Adaptation médicale du Sonar d’utilisation militaire, elle cumule les avantages : indolore, sans danger (ni pour le patient ni pour le médecin échographiste) parce que non irradiante, économique.

Pour nous rapprocher de notre sujet, son utilisation est massive en gynécologie et obstétrique, puisque l’on compte un appareil échographique sur deux dédié en France à cet examen.

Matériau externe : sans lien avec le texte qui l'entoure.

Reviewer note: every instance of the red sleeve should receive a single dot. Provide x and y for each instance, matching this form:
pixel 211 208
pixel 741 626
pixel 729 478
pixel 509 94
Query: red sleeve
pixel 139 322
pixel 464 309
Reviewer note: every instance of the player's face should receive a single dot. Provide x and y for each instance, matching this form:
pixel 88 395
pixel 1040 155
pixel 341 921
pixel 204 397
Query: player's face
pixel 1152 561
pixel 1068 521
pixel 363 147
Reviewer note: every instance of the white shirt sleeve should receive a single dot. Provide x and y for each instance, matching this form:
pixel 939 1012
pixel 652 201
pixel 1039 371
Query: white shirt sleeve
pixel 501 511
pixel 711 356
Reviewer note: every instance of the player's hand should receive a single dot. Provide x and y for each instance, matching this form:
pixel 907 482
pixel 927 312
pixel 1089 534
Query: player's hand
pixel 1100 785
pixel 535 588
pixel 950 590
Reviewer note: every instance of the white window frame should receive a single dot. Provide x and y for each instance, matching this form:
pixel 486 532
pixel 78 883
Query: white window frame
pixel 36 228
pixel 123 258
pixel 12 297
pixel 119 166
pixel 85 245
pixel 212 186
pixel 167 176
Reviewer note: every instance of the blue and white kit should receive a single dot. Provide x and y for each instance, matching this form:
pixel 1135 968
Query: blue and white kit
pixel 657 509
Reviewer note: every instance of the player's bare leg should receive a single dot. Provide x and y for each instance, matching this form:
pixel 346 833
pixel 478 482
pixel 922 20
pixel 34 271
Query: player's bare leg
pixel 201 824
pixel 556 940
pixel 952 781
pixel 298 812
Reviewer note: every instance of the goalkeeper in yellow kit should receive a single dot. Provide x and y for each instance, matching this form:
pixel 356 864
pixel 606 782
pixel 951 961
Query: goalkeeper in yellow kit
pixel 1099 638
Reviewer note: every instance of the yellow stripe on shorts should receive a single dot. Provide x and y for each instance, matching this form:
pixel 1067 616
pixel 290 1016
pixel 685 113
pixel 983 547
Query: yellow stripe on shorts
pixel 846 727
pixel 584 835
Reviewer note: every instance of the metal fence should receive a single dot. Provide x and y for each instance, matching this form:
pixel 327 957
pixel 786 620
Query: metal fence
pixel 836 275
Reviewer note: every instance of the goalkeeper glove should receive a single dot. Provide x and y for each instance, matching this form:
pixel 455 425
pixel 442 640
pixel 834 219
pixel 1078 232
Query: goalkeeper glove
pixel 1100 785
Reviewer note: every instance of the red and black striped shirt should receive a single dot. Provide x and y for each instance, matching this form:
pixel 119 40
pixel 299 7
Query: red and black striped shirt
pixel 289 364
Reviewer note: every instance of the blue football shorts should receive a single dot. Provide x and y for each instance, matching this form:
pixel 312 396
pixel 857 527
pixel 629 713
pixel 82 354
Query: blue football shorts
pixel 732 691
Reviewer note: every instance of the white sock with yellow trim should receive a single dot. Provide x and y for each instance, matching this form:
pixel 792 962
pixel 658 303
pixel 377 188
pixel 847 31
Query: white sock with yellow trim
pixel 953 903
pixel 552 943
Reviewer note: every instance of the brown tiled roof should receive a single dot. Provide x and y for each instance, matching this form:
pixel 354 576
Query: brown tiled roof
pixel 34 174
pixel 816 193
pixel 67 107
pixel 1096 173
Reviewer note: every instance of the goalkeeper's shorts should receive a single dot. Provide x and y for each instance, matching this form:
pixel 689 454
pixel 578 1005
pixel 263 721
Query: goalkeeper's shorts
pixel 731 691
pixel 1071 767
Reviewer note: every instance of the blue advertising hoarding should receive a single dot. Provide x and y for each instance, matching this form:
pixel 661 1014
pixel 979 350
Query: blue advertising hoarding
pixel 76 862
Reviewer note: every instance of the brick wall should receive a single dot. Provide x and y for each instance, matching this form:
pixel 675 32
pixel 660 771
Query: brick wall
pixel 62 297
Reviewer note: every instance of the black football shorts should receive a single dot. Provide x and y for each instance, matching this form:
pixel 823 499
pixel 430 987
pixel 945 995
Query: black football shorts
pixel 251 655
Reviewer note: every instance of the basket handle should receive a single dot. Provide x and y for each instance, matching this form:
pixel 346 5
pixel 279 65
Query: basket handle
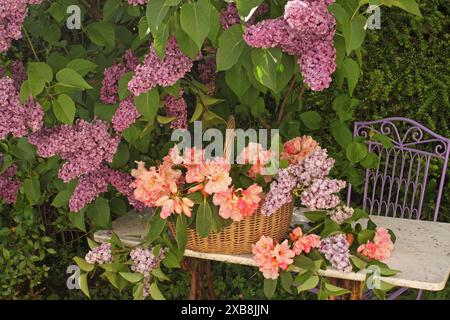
pixel 229 138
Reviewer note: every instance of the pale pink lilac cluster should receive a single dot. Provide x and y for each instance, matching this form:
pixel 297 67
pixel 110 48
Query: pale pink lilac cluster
pixel 92 184
pixel 271 257
pixel 176 107
pixel 16 119
pixel 166 72
pixel 306 30
pixel 111 76
pixel 101 254
pixel 341 213
pixel 336 250
pixel 12 16
pixel 85 146
pixel 125 115
pixel 321 194
pixel 381 246
pixel 144 261
pixel 229 15
pixel 9 187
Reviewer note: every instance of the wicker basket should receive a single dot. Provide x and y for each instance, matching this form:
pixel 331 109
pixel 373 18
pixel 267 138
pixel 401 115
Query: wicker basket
pixel 238 237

Avant l’apparition de la révolution technique qui est au centre de notre analyse, l’échographie du fœtus humain (on sait que la Sécurité Sociale rembourse en France trois examens, un par trimestre de la grossesse) produisait des images en 2D, en noir et blanc, parfaitement illisibles pour le non spécialiste. La lecture des images était réservée à l’échographiste, sollicitant donc la confiance et l’adhésion des futurs parents de l’enfant à naître.

Voici deux images (Fig. 2 et 3) représentatives de cette technique, encore aujourd’hui largement répandue :

Fig. 2

Fig. 2

Fig. 3

Fig. 3

Si le fœtus (Fig. 3) est globalement bien visible et aussi les volutes du cordon ombilical sur cette image obtenue au cours du dernier trimestre de la grossesse, seul le médecin peut y détecter d’éventuelles malformations, tout en repérant les preuves morphologiques du sexe du fœtus.

Note de bas de page 1 :

En 1998 eut lieu à Cerisy une décade consacrée à Linguistique et psychanalyse au cours de laquelle intervinrent Françoise Cahen, François Farges, Irène Fenoglio, Nadine Ninin & Jean-Louis Sarradet (Groupe Echo) proposant une analyse de paroles autour d’images échographiques. Cette communication fut publiée dans les Actes de la décade, voir Fenoglio (2001).

Un groupe interdisciplinaire, le groupe Écho1 (formé de linguistes, de psychanalystes et de médecins échographistes) a analysé les échanges entre les parents et le médecin lors des examens.

Renvoyant le lecteur au détail de cette analyse très enrichissante, nous retiendrons l’importance de l’impact des examens échographiques sur le vécu de la grossesse, tant du côté de la mère que du père : infléchissement du choix du prénom, assomption, chez le père de la filiation, surcroît d’impatience, chez la mère, de la naissance impatience décuplée par l’insuffisance de la vision et la frustration de ne pouvoir toucher l’enfant.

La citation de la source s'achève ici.